2006-05-13

Screw everybody... not literally, though.

Well, I was right about one thing. Libby wasn't dead... I mean, not at that exact moment. So yay. Then she, you know, copped it just before she was about to reveal Michael as her killer. Boo. But Eko's not dead, which, really, I was more concerned about.

Enough about LOST, though. I do almost have a life outside of TV... almost.

Still hitting the auditions and mailings. Still nothing coming of it. Well, except that sketch comedy show pilot. But I've done stuff like that before and it hasn't amounted to much, so I will just have fun and see what it brings... if anything.

As you can read, I'm in one of my pessimistic moods again. It was brought on by an instance of fat-discrimination. As you all know, my body and I have this love/hate relationship. I really do try to love myself as I am and I almost succeed, then the world around me turns it around.

See, I went ot this audition, which I thought of as more of a meeting, for a cabaret night in LA (sort of glorified karaoke with a piano). The guy gives me some feedback and says we'll work on getting the right song for me for a future show and sends me on my way with promises to fax me something. This is all fine.

Then the very friend who pointed me to him calls me and reveals all the mean shit he said about me to her. Like about how I didn't listen to his advice (What advice? It wasn't like he had me try a song again in a different way or gave me any advice during our time togther. All he said was that I had an old-school kind of voice and we had to find the right song for it). Then he went on about how I sounded like I hadn't been singing in a while (which I even told him). But his biggest complaint? My weight. He said my size was a problem and that I didn't dress right for it with a great deal of venom.

Of course, my friend would tell me this (after a lot of insistence by me). So why would he say it? From the way she told it, he sounded pissed. What exactly about? Do fat people just piss him off in general? Then I started analyzing every moment and wondering what exactly I did wrong because he could not be so superficial as to keep me out of his cabaret night (unpaid, by the way) just for being fat. But, from what my friend said, that was the gist of it.

My first response is always to blame myself. But I've decided not to do that.

I'm too fat to sing at an unpaid night of glorified karaoke? Screw that.

So now (in the interest of not latting my self-esteem take its habitual nose-dives), I will list some f***ing great things I've done recently --- even though I'm fat:

Got to top 44 on Idol. Considering all I had working against me (all that hideous weight) that's fantastic.

Got a rare compliment form Simon when they were cutting me at top 24 (the nailing the "Bat Out Of Hell" thing).

Inspired Paula's confidence enough that she cut a tape of me together and sent it in for the Hairspray movie, which she in no way had to do.

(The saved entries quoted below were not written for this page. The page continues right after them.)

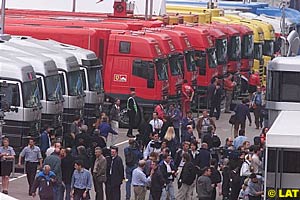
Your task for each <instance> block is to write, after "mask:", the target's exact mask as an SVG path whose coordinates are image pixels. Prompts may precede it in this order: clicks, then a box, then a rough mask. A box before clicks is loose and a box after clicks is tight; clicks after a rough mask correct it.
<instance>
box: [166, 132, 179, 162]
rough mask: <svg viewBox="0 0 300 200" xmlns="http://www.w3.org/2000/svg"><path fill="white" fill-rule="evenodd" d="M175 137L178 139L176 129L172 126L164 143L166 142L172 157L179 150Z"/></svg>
mask: <svg viewBox="0 0 300 200" xmlns="http://www.w3.org/2000/svg"><path fill="white" fill-rule="evenodd" d="M175 137H176V135H175V129H174V127H173V126H170V127H169V128H168V129H167V132H166V134H165V137H164V141H166V143H167V147H168V148H169V149H170V151H171V155H172V156H175V153H176V149H177V146H178V142H177V140H176V138H175Z"/></svg>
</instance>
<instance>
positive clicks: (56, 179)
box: [44, 148, 64, 200]
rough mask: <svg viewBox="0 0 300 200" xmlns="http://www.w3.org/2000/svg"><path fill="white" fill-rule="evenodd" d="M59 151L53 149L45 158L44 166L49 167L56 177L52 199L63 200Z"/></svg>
mask: <svg viewBox="0 0 300 200" xmlns="http://www.w3.org/2000/svg"><path fill="white" fill-rule="evenodd" d="M59 153H60V149H59V148H55V150H54V152H53V153H52V154H51V155H50V156H48V157H46V159H45V161H44V165H49V166H50V167H51V169H52V171H53V172H54V173H55V175H56V184H55V186H54V198H55V199H57V200H63V191H64V187H63V184H62V173H61V160H60V158H59Z"/></svg>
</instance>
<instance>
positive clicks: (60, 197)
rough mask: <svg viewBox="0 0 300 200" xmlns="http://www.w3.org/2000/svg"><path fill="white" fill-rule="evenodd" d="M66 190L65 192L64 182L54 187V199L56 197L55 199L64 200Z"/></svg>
mask: <svg viewBox="0 0 300 200" xmlns="http://www.w3.org/2000/svg"><path fill="white" fill-rule="evenodd" d="M64 190H65V187H64V185H63V184H62V182H60V183H57V184H56V185H55V186H54V197H55V198H54V199H57V200H63V199H64Z"/></svg>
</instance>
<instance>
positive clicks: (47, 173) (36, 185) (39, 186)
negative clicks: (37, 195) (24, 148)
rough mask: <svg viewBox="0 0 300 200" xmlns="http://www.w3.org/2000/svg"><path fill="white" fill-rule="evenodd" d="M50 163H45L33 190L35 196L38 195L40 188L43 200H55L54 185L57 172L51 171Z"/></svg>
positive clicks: (37, 179)
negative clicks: (45, 164) (37, 191)
mask: <svg viewBox="0 0 300 200" xmlns="http://www.w3.org/2000/svg"><path fill="white" fill-rule="evenodd" d="M50 170H51V167H50V166H49V165H44V168H43V171H40V172H39V173H38V174H37V176H36V178H35V180H34V182H33V187H32V190H31V194H32V196H33V197H35V196H36V189H37V188H39V196H40V199H41V200H53V199H55V198H54V193H53V190H54V185H55V182H56V176H55V173H54V172H52V171H50Z"/></svg>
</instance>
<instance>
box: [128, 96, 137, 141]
mask: <svg viewBox="0 0 300 200" xmlns="http://www.w3.org/2000/svg"><path fill="white" fill-rule="evenodd" d="M134 97H135V91H131V95H130V97H129V98H128V99H127V113H128V117H129V129H128V131H127V137H134V136H133V134H132V130H133V128H134V126H135V123H136V122H135V118H136V116H137V112H138V105H137V103H136V100H135V98H134Z"/></svg>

At that same audition, got a callback where I was up against Carly Jibson (a genuine Broadway star). If that's not good company, what is?

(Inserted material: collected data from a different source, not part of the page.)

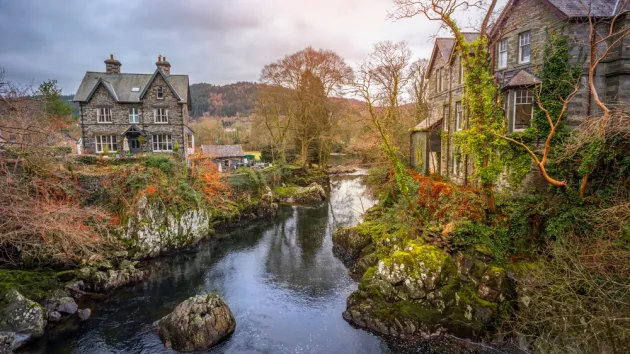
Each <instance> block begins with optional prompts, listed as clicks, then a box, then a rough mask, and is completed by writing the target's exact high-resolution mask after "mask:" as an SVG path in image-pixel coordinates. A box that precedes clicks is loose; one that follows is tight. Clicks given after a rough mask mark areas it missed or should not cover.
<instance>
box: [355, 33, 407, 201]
mask: <svg viewBox="0 0 630 354" xmlns="http://www.w3.org/2000/svg"><path fill="white" fill-rule="evenodd" d="M410 60H411V50H409V48H408V47H407V43H405V42H398V43H393V42H390V41H386V42H379V43H377V44H375V45H374V51H373V52H372V53H370V54H369V55H368V57H367V59H366V60H365V61H363V63H361V64H360V66H359V69H358V72H357V77H356V80H355V83H354V88H355V93H356V94H357V95H359V96H360V97H361V98H363V100H365V102H366V103H367V108H368V113H369V118H370V120H371V122H372V125H373V126H374V128H375V129H376V130H377V132H378V134H379V136H380V138H381V142H382V146H383V150H384V151H385V154H386V155H387V156H388V158H389V160H390V164H391V165H392V168H393V169H394V173H395V175H396V180H397V184H398V187H399V189H400V191H401V192H402V195H403V197H404V198H405V199H406V201H407V202H408V204H409V206H410V208H411V210H412V211H413V210H414V206H413V202H412V200H411V195H410V190H409V179H410V176H409V175H408V174H407V171H406V169H405V166H404V165H403V164H402V162H401V161H400V159H399V158H398V147H397V146H396V144H395V143H394V141H393V139H394V135H393V127H394V125H395V123H396V122H397V121H399V120H400V117H401V111H400V106H399V102H400V100H401V95H402V93H403V92H404V89H405V86H406V85H407V84H408V82H409V80H410V75H409V72H408V70H409V64H410Z"/></svg>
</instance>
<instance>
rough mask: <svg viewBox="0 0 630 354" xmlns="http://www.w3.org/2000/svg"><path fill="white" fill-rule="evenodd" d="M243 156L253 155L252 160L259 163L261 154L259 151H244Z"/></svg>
mask: <svg viewBox="0 0 630 354" xmlns="http://www.w3.org/2000/svg"><path fill="white" fill-rule="evenodd" d="M245 155H254V159H255V160H256V161H260V155H261V152H260V151H245Z"/></svg>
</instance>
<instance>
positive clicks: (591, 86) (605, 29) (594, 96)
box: [580, 1, 630, 197]
mask: <svg viewBox="0 0 630 354" xmlns="http://www.w3.org/2000/svg"><path fill="white" fill-rule="evenodd" d="M582 5H583V6H584V8H585V9H586V11H587V18H588V24H589V45H588V47H589V65H588V87H589V93H590V95H591V97H592V99H593V102H595V105H597V106H598V107H599V108H600V109H601V110H602V118H601V119H599V120H598V124H597V125H588V126H587V127H586V129H596V130H597V134H596V140H600V142H601V143H602V144H603V140H605V138H606V128H607V125H608V121H609V120H610V117H611V109H610V107H608V105H607V104H606V103H604V101H603V100H602V99H601V97H600V96H599V93H598V92H597V88H596V87H595V72H596V70H597V67H598V66H599V64H600V63H601V62H602V60H604V59H605V58H607V57H608V56H609V54H610V53H611V51H612V50H614V49H620V46H621V44H622V43H623V41H624V40H625V39H626V37H627V36H628V33H630V27H629V26H627V25H626V21H627V19H626V17H627V14H628V4H627V3H626V1H620V2H618V3H617V4H616V10H617V13H616V14H615V15H614V16H613V17H612V18H606V17H599V16H594V15H593V12H592V3H591V2H588V3H587V2H584V1H582ZM589 104H590V103H589ZM589 113H590V112H589ZM598 159H599V156H591V158H589V159H587V160H589V163H588V164H587V166H584V167H585V169H586V170H587V172H586V173H585V174H584V176H583V177H582V182H581V184H580V196H581V197H584V196H585V195H586V187H587V185H588V179H589V177H590V175H591V173H592V171H593V170H594V169H595V166H596V164H597V160H598Z"/></svg>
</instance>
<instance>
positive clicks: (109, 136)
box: [96, 135, 118, 154]
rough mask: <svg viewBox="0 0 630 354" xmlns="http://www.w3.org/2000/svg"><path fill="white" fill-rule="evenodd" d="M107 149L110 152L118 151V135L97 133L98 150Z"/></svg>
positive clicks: (96, 149)
mask: <svg viewBox="0 0 630 354" xmlns="http://www.w3.org/2000/svg"><path fill="white" fill-rule="evenodd" d="M105 150H107V151H109V152H116V151H118V136H117V135H97V136H96V152H97V153H99V154H100V153H103V152H105Z"/></svg>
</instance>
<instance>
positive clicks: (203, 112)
mask: <svg viewBox="0 0 630 354" xmlns="http://www.w3.org/2000/svg"><path fill="white" fill-rule="evenodd" d="M255 91H256V83H253V82H237V83H234V84H229V85H223V86H217V85H212V84H206V83H200V84H193V85H190V96H191V100H192V116H193V117H200V116H202V115H204V113H205V112H208V114H209V115H211V116H218V117H234V116H236V114H237V113H238V114H239V115H240V116H249V115H250V114H251V113H252V111H253V110H254V93H255Z"/></svg>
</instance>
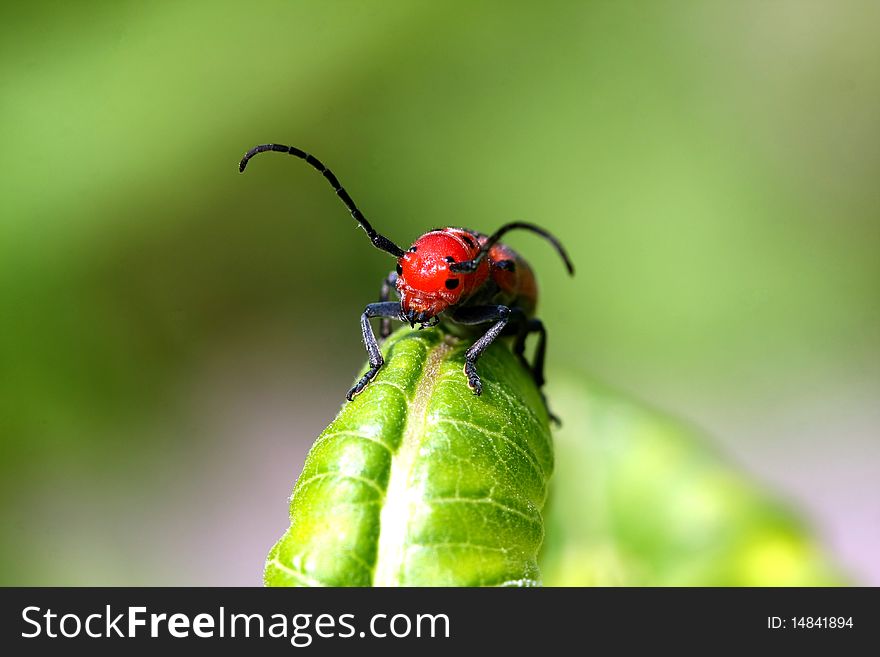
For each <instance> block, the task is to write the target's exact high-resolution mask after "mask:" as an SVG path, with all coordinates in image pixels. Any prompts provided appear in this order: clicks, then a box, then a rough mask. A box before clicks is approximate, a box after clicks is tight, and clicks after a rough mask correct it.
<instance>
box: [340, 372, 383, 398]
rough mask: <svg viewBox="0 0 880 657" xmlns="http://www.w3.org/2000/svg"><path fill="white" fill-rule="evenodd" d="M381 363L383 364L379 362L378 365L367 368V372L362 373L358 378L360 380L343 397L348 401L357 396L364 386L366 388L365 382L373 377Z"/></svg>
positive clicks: (375, 373)
mask: <svg viewBox="0 0 880 657" xmlns="http://www.w3.org/2000/svg"><path fill="white" fill-rule="evenodd" d="M382 365H383V363H379V364H378V365H374V366H373V367H371V368H370V369H369V370H367V373H366V374H364V375H363V376H362V377H361V378H360V381H358V382H357V383H355V384H354V387H353V388H352V389H351V390H349V391H348V393H347V394H346V395H345V398H346V399H347V400H348V401H351V400H352V399H354V398H355V397H356V396H358V395H359V394H360V393H361V392H363V390H364V388H366V387H367V384H368V383H369V382H370V381H372V380H373V378H374V377H375V376H376V373H377V372H378V371H379V368H381V367H382Z"/></svg>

At the callback, Craid Zadan told me I had a great voice. He's worked with Bette Midler and Liza Minelli.

And the main thing working against me with that part? My age and my height. Things I can't help.

Just got a sketch comedy pilot.

So... instead of letting these things get to me, I'm going to remember those things. I will repeat them to myself every time someone puts forth an effort to make me feel small.

I'm just so sick of being so retiring and people-pleasing and I don't want to be humble and afraid of saying I've done anything well for fear of jinxing things. And over-analyzing just everything after the fact. I am going to stop that. I am going to be more confident. At my age, shy adolescent is not a flattering shade. I'm going to be a damned woman and start wearing my life, even my fat body.

And screw everyone who tries to make me feel like I should fade into the background!